Penso que aquele que assume um posto deste patamar e imagina que teremos só cordeiros para dirigir, na nossa Instituição, está no lugar errado. Se buscamos formar Líderes de verdade não podemos sequer imaginar que divergências não ocorreriam, ao contrário, são até saudáveis, o ponto verdadeiro do papel do Grande Mestre Nacional é o que vocês disseram, o conciliador, o mediador, aquele que extrai a essência e faz com que todos vejam sempre a verdadeira beneficiada com nossas ações: A Ordem DeMolay Brasileira. A melhor forma de conciliarmos estas divergências é com diálogos francos, abertos, respeitosos mas ao mesmo tempo firmes, corrigindo excessos. Por isso vamos sim aprimorar nossas leis ainda mais, adianto que vamos realizar a Assembléia de Alteração Estatutária no CNOD 2014. Podem todos ficar tranqüilos que vamos conseguir, já existe uma estratégia montada para alcance do quórum, problema que aconteceu nas duas últimas, mas que nesta certamente que não ocorrerá e estes momentos nos farão ainda maiores, nunca devemos esquecer em nossos corações e mentes do amor que nos move, da Ordem DeMolay, das 7 Virtudes Cardeais, dos Ensinamentos de todas as nossas passagens ritualísticas, isso sim é que deve nos nortear, voltemos a Deus todo Poderoso e suas equipes de luz para que nos guiem sempre para isso, não somente o Supremo Conselho, mas os Grandes Conselhos, as Oficialarias Executivas e os Capítulos, Priorados, Cortes, Colégios Alumnis, Castelos, enfim, todos nós.  
 
Qual a mensagem que você deixa para os garotos que acabam de ingressar na Ordem DeMolay? E para aqueles que estão há algum tempo?

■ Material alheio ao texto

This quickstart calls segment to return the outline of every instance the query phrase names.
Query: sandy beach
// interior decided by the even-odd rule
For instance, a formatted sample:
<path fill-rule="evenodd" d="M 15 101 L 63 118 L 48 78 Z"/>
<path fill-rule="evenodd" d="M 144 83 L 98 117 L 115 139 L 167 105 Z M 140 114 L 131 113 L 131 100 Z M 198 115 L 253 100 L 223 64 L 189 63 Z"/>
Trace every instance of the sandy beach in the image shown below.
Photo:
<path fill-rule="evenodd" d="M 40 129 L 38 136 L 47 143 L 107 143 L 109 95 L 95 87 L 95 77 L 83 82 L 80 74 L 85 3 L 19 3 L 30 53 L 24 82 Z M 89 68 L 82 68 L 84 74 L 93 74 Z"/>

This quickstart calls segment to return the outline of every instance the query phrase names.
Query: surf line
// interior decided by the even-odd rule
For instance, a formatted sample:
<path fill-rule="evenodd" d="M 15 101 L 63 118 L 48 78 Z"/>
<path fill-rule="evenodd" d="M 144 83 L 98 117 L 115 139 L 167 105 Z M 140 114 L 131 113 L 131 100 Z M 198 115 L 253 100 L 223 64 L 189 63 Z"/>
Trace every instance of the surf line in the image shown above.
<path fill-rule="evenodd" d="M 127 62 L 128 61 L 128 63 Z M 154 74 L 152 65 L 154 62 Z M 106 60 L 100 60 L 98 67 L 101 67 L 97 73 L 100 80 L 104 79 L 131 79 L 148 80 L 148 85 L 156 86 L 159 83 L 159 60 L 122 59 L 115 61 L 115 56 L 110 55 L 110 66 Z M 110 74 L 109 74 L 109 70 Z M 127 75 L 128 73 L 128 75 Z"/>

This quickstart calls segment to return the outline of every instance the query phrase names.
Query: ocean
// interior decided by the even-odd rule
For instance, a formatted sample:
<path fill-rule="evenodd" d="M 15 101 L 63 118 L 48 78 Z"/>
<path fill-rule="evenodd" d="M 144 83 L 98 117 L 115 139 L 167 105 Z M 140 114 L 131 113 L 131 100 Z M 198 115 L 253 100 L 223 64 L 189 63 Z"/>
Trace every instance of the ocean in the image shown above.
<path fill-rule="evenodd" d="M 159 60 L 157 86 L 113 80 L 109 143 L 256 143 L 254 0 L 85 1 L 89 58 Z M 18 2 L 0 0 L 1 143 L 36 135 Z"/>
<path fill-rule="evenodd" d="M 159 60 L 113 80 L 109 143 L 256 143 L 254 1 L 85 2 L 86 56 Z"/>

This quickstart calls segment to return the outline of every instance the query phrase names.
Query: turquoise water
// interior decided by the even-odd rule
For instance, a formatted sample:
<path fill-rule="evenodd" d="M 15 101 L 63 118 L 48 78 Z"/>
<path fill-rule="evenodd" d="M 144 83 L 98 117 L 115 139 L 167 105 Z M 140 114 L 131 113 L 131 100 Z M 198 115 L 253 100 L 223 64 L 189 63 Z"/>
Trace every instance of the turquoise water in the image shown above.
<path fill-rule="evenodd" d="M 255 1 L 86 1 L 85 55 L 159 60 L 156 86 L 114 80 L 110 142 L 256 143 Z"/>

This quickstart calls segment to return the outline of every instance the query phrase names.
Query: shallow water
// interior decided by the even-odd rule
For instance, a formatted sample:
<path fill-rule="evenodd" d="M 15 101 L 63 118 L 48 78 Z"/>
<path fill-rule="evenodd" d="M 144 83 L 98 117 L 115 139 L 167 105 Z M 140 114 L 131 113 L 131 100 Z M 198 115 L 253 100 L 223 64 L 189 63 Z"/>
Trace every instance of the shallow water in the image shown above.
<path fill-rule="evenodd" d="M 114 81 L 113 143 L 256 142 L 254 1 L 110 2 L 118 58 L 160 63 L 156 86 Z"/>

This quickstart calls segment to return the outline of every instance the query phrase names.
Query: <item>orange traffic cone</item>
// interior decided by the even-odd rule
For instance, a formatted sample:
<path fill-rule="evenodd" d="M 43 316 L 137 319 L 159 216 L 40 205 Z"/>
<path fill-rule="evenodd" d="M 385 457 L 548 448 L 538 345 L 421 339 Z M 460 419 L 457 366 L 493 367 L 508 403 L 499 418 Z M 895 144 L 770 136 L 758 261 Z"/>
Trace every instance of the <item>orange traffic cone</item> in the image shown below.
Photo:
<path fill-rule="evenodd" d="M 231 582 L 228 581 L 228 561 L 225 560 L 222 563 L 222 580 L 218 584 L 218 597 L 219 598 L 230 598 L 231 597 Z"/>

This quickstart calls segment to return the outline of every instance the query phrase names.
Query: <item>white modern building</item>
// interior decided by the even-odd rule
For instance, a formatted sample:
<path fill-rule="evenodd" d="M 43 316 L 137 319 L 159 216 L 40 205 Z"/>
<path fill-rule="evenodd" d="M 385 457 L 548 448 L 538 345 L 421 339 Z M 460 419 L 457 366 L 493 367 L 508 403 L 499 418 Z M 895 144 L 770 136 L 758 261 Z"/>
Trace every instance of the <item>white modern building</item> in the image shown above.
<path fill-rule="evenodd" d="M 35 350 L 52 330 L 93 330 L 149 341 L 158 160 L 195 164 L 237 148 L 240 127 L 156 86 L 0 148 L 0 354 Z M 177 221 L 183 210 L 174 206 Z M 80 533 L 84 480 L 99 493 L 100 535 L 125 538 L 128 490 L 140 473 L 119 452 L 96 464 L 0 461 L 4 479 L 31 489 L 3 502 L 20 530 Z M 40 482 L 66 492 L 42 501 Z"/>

Aproveitem muito, sejam felizes, aprendam muito, vibrem, participem, interajam, vivam, amem, a vida é muito curta para deixarmos passar as oportunidades, principalmente as boas, evoluir é sempre a missão, crescer, saibamos respeitar o papel de cada um, saibamos qual é o nosso lugar, tudo na vida tem fases, tem passagens, existe o momento de ser DeMolay Ativo, assim como existe o momento de ser Sênior e o momento de ser Maçom, saibamos viver cada um deles, não invadamos o campo do outro, todos são importantes, a ordem precisa e se faz de todos: ela não existe só com DeMolays ativos, nem só com Seniores e nem só com Maçons, mas todos tem o seu papel totalmente definido dentro dela, saibamos a hora certa de exercer cada um deles... Grande Abraço a todos!!!